We experimentally observe common-signal-induced synchronization between two semiconductor lasers driven by a broadband optical noise signal. We use a super-luminescent diode as a source of the optical noise signal, whose bandwidth is over THz. Synchronization is achieved even without injection locking between the drive noise signal and the semiconductor lasers; however, the optical wavelengths of the two semiconductor lasers need to be precisely matched. We investigate the parameter dependence of synchronization on the injection strength of the drive signal and the relaxation oscillation frequency of the semiconductor lasers. We apply optical band-pass-filters to change the bandwidth of the noise signal, and investigate the quality of synchronization. We found that high-quality synchronization can be achieved when the bandwidth of the optical spectra of the semiconductor lasers are within the bandwidth of the optical noise signal.
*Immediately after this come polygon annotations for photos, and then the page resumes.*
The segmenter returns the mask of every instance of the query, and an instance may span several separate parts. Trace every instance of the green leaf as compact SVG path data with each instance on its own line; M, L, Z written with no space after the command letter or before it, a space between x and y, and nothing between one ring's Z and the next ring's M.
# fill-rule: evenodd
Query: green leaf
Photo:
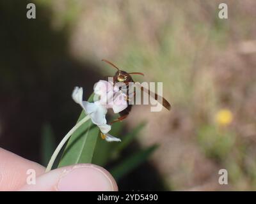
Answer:
M49 124L47 123L43 126L41 136L41 161L44 166L47 165L56 146L54 136L52 129Z
M89 101L92 101L93 94ZM86 116L84 111L80 115L78 121ZM91 120L84 122L73 133L65 147L58 167L78 164L91 163L99 129Z
M116 180L118 180L145 162L158 146L154 145L141 150L125 159L122 163L114 167L109 171Z

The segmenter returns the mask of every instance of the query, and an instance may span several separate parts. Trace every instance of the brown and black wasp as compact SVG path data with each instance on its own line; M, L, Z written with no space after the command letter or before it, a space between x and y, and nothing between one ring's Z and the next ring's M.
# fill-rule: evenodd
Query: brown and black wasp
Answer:
M129 91L129 83L130 83L130 82L134 83L134 81L133 80L131 76L131 75L140 75L144 76L144 74L142 73L140 73L140 72L127 73L125 71L120 70L114 64L113 64L112 62L111 62L106 59L102 59L102 61L111 65L112 66L113 66L115 68L116 68L117 69L117 71L116 72L116 73L115 74L115 75L113 76L114 85L116 83L123 82L127 86L127 91ZM141 86L139 84L136 84L136 85L140 85L141 90L142 91L144 91L146 93L147 93L148 94L148 96L154 96L155 99L157 100L158 102L161 103L163 105L163 106L164 108L166 108L167 110L170 110L171 109L170 104L163 97L159 96L154 92L152 92L151 91L146 89L145 87L143 87L143 86ZM128 94L127 94L127 95L128 95ZM134 95L135 96L135 91L134 92ZM127 99L128 101L129 100L128 96L127 97ZM116 120L115 120L114 121L113 121L111 123L115 122L118 122L118 121L122 121L122 120L125 119L128 116L129 112L131 112L132 106L132 105L129 104L128 106L125 109L124 109L124 110L119 112L120 117L118 119L116 119Z

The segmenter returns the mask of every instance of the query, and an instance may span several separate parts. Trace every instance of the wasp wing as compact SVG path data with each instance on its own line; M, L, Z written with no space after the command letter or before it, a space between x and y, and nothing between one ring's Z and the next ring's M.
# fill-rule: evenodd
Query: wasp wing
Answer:
M156 100L158 103L161 104L165 108L166 108L168 110L171 110L171 105L164 98L163 98L163 97L156 94L155 92L148 90L148 89L143 87L139 83L135 83L134 85L135 85L135 86L140 88L140 89L142 91L147 93L148 94L148 96L153 97L155 99L155 100Z

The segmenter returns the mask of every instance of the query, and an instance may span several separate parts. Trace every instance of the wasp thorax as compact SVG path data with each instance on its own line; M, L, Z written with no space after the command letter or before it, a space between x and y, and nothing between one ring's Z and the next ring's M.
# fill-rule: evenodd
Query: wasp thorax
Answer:
M119 75L117 76L117 80L120 82L124 82L125 79L125 76L124 76L123 75Z

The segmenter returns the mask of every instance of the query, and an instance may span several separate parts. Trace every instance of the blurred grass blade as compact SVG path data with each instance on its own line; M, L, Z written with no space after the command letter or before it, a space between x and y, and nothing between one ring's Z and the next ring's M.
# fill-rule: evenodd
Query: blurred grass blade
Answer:
M125 159L120 164L114 167L109 172L116 180L120 179L145 162L157 147L157 145L154 145L146 149L141 150L134 154Z
M49 124L44 124L41 136L41 163L44 166L48 164L56 147L55 138Z
M92 94L89 99L92 101ZM80 115L78 121L86 116L84 111ZM88 120L73 133L65 148L58 167L77 163L90 163L93 155L99 129L91 120Z

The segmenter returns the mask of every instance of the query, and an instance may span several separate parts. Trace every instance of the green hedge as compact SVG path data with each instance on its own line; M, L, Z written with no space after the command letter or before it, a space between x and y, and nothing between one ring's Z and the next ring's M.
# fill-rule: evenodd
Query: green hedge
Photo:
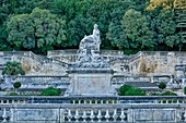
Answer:
M60 94L61 90L54 87L48 87L40 93L42 96L59 96Z

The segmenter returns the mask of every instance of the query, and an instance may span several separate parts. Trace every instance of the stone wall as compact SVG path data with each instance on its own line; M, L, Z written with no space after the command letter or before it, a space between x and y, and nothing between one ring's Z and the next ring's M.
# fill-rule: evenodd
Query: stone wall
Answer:
M185 122L185 104L0 104L9 123L178 123Z

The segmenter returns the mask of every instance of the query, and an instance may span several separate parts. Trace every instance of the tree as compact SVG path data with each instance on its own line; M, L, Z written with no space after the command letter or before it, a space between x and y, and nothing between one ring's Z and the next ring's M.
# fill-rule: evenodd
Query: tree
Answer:
M20 83L20 82L15 82L15 83L13 84L13 87L14 87L14 88L20 88L20 87L21 87L21 83Z
M165 93L162 93L160 96L177 96L177 94L173 91L165 91Z
M4 69L2 71L2 74L7 75L25 75L25 72L21 65L20 62L16 61L9 61L4 64Z
M128 10L121 20L121 24L129 48L147 49L154 47L154 33L150 29L147 17L140 12L133 9Z
M45 52L54 46L66 47L66 22L48 10L34 9L31 14L18 14L7 24L9 42L14 48Z
M115 9L112 9L111 12L111 22L108 26L108 32L106 33L106 39L111 41L112 47L118 49L129 48L128 40L121 27L121 20L126 10L132 7L132 2L119 1L114 3Z
M159 88L160 88L160 89L166 88L166 84L165 84L165 83L160 83L160 84L159 84Z
M156 15L154 14L156 12ZM154 32L155 42L162 49L178 48L181 51L186 40L176 32L175 14L172 10L154 10L150 12L151 29ZM160 50L161 47L159 47Z
M168 10L173 8L174 0L150 0L150 4L147 7L148 11L152 11L156 8L163 8Z
M186 10L185 0L174 0L174 8L178 10Z

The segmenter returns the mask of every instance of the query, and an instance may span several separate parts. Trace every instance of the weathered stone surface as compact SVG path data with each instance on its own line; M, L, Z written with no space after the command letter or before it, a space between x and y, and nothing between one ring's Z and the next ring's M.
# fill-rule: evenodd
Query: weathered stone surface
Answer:
M111 70L92 70L71 73L71 95L112 95Z
M172 109L136 109L136 121L175 121L175 110Z
M58 121L56 109L18 109L18 121Z

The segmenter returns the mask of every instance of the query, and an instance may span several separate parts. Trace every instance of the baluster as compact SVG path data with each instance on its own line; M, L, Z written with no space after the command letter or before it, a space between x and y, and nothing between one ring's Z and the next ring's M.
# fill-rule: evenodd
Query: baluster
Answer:
M83 115L82 115L82 119L83 119L83 122L86 122L86 112L85 112L85 110L83 110Z
M184 119L186 121L186 108L184 109Z
M98 109L97 119L98 119L98 122L101 122L101 119L102 119L102 109Z
M109 120L109 110L108 109L106 109L105 119L106 119L106 122L108 122L108 120Z
M166 103L168 103L168 100L166 100Z
M72 119L71 109L68 110L68 115L67 115L67 118L68 118L68 121L71 122L71 119Z
M78 122L78 121L79 121L79 118L80 118L80 115L79 115L79 110L78 110L78 109L75 109L75 115L74 115L75 122Z
M114 109L114 114L113 114L114 122L117 120L117 109Z
M7 122L7 111L5 111L5 108L3 109L3 114L2 114L2 119L3 121L2 122Z
M91 122L94 122L94 118L95 118L95 115L94 115L94 109L91 109L91 115L90 115L90 118L91 118Z
M126 118L126 115L125 115L125 113L124 113L124 109L121 109L121 114L120 114L121 121L124 121L125 118Z

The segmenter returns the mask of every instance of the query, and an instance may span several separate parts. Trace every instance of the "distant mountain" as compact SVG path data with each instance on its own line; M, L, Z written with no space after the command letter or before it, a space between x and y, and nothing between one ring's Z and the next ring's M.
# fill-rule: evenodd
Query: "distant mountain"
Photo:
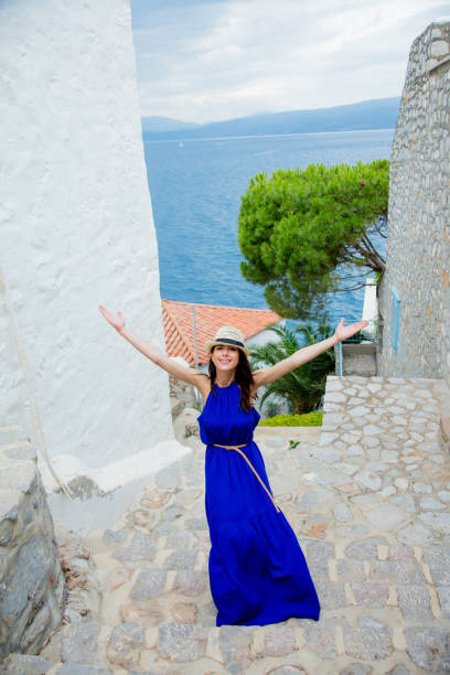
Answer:
M144 128L143 140L214 138L224 136L265 136L267 133L312 133L320 131L357 131L366 129L393 129L397 121L399 97L364 100L347 106L265 113L208 125L185 125L176 129ZM170 120L176 122L176 120ZM183 125L183 122L176 122Z
M194 122L183 122L171 117L142 117L142 133L164 133L165 131L181 131L199 127Z

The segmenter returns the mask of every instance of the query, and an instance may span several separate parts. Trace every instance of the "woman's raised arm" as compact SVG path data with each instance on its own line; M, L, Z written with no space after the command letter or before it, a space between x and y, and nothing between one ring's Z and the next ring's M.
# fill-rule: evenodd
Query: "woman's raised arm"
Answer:
M133 347L136 347L141 354L150 358L156 365L160 366L178 379L182 379L188 384L192 384L196 387L203 396L210 389L210 379L207 375L196 371L194 368L190 368L188 366L182 365L174 358L169 358L159 347L150 344L149 342L144 342L137 335L133 335L131 331L126 326L125 320L121 312L114 314L109 312L106 307L103 304L98 306L101 314L105 319L113 325L122 338L125 338Z
M287 358L279 361L272 366L268 366L267 368L261 368L260 371L255 371L254 381L256 387L261 387L270 382L275 382L287 373L290 373L294 368L303 365L303 363L308 363L308 361L312 361L322 352L325 352L330 347L338 344L338 342L342 342L342 340L347 340L363 328L368 325L368 321L358 321L357 323L352 323L351 325L344 325L345 319L341 319L336 330L334 331L334 335L331 338L326 338L326 340L322 340L321 342L317 342L315 344L310 344L301 350L294 352Z

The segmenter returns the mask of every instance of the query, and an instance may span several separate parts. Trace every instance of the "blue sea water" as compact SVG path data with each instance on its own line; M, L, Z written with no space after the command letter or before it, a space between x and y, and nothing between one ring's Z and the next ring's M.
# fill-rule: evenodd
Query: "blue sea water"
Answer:
M239 271L240 197L256 173L389 159L393 129L146 141L161 297L267 308L264 287ZM364 291L330 297L330 317L360 320Z

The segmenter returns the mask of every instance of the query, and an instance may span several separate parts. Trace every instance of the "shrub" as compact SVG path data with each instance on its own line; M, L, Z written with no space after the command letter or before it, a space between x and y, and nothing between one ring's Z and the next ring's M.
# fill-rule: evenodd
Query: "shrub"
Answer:
M307 413L306 415L276 415L260 421L261 427L320 427L322 413Z

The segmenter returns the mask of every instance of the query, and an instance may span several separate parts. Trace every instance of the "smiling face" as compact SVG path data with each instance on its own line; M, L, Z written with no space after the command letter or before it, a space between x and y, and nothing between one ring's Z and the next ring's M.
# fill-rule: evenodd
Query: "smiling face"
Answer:
M239 363L239 350L228 344L216 344L213 347L211 360L217 373L231 374Z

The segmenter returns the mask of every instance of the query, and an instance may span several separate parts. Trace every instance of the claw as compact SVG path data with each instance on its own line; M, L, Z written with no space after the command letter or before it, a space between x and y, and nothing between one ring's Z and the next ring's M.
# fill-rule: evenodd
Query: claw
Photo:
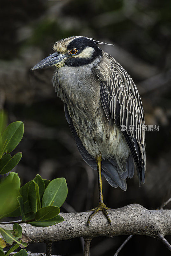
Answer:
M95 215L96 213L97 212L99 212L99 211L103 211L103 212L106 216L108 222L111 227L111 221L110 220L109 217L107 212L106 211L106 210L110 210L110 208L109 208L108 207L106 207L104 204L103 203L100 203L98 206L97 207L96 207L96 208L94 208L93 209L91 209L91 210L89 210L89 211L87 211L87 212L93 212L91 213L89 217L88 220L87 220L87 224L88 227L89 228L91 219L93 216L94 216L94 215Z

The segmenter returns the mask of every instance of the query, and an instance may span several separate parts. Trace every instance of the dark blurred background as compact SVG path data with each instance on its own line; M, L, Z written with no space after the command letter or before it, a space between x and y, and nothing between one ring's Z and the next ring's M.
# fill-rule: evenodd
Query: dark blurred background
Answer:
M97 174L80 156L65 119L63 104L52 83L54 69L30 69L53 52L55 41L73 36L113 44L102 46L135 82L141 96L147 131L146 174L139 188L136 174L126 192L103 179L104 203L111 208L132 203L150 209L170 196L171 181L171 2L170 0L6 0L0 9L0 108L9 123L24 122L18 148L23 157L15 171L23 185L39 173L44 179L65 177L68 193L61 207L84 211L98 204ZM171 207L168 205L168 208ZM126 236L94 238L91 256L114 255ZM167 238L171 242L171 238ZM80 238L59 242L53 254L82 255ZM44 244L28 247L45 252ZM169 255L154 238L134 236L119 254Z

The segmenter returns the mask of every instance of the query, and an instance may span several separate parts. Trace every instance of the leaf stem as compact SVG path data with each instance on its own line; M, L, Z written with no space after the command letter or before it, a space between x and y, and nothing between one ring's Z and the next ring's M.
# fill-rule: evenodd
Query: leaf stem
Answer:
M32 219L32 220L15 220L14 221L0 222L0 224L3 225L3 224L6 225L7 224L14 224L15 223L18 223L19 224L20 224L22 223L28 223L28 222L35 221L35 219Z

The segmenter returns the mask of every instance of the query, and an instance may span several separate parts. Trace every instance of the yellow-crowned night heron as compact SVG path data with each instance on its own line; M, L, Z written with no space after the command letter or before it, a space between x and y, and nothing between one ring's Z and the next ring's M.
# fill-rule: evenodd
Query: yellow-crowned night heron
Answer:
M112 187L127 189L136 169L140 185L145 170L144 115L140 97L128 73L84 36L56 42L55 52L32 69L55 66L53 85L64 103L66 118L85 162L98 171L99 204L111 225L102 195L101 173Z

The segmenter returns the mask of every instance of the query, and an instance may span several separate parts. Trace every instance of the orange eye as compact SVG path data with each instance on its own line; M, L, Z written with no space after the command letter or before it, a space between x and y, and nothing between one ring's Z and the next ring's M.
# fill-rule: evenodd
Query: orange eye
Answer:
M77 52L78 50L77 49L73 49L72 50L70 51L69 53L73 55L74 55L77 53Z

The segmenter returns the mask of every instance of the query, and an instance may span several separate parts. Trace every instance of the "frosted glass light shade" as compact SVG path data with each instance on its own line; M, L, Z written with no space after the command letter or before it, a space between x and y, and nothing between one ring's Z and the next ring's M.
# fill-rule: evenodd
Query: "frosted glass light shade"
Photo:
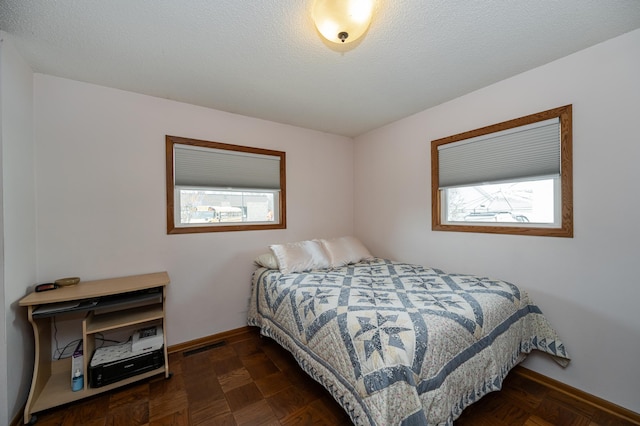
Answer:
M375 0L315 0L313 20L324 38L351 43L369 28Z

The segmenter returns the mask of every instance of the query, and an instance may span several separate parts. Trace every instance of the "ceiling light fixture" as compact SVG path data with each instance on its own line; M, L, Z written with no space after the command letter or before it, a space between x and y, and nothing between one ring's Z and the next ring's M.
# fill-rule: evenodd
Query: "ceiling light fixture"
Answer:
M375 0L315 0L313 21L324 38L351 43L369 28Z

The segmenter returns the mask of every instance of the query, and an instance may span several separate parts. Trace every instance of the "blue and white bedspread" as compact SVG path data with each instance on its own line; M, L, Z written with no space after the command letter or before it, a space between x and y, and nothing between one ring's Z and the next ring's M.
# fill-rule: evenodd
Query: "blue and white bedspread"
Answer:
M564 344L508 282L383 259L253 275L250 325L288 349L358 425L452 425L534 349Z

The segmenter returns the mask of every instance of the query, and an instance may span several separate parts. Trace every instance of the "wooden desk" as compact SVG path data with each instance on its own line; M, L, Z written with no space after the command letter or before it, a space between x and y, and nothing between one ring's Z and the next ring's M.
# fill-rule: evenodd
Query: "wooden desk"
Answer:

Dynamics-dependent synchronization in on-chip coupled semiconductor lasers

Synchronization properties of chaotic dynamics in two mutually coupled semiconductor lasers with optical feedback embedded in a photonic integrated circuit are investigated from the point of view of their dynamical content. A phenomenon in which the two lasers can show qualitatively different synchronization properties according to the frequency range of investigation and their nonlinear dynamics is identified and termed dynamics-dependent synchronization. In-phase synchronization is observed for original signals and antiphase synchronization is observed for low-pass filtered signals in the case where one of the lasers shows chaotic oscillations while the other laser exhibits low-frequency fluctuations dynamics. The experimental conditions causing the synchronization states to vary according to the considered frequency interval are studied and the key roles of asymmetric coupling strength and injection currents are clarified.